A total of 20 types of mutations were detected
for the GJB2 gene. The GJB2 gene and mtDNA
A1555G/C1494T mutations were detected in 18.63
and 11.41% cases, respectively. At the first hospital
visit, GJB2 gene mutations were detected in 5.97%
of adult patients (>18 years) and 22.96% pediatric
patients (<18 years) (χ2 =9.506, p = 0.002), and
mtDNA A1555G/C1494T mutations were detected
in 31.34% of adult patients and 4.59% of pediatric
patients (χ2 = 35.359, p <0.001).

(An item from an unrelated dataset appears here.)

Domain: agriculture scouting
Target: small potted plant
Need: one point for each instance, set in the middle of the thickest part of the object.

When patients were
classified by age at onset of deafness, significantly
more (20.68%) pediatric patients had GJB2 gene
mutations than did adult patients (0.0%) (χ2 = 4.685;
p = 0.006). Mitochondrial DNA A1555G/C1494T
mutations were detected in 15.38% of adult-onset and
8.86% pediatric-onset patients, respectively. Interestingly,
most GJB2 gene mutation carriers experienced
NSHI onset within the first year of life (65.31%),
while mtDNA A1555G/C1494T mutation carriers
experienced onset at any age. Therefore, GJB2 gene
mutations appear to contribute to congenital deafness,
while mtDNA A1555G/C1494T mutations contribute
mainly to acquired deafness in Chinese individuals.
Both newborn hearing screening and genetic testing
are important to diagnose and treat deafness.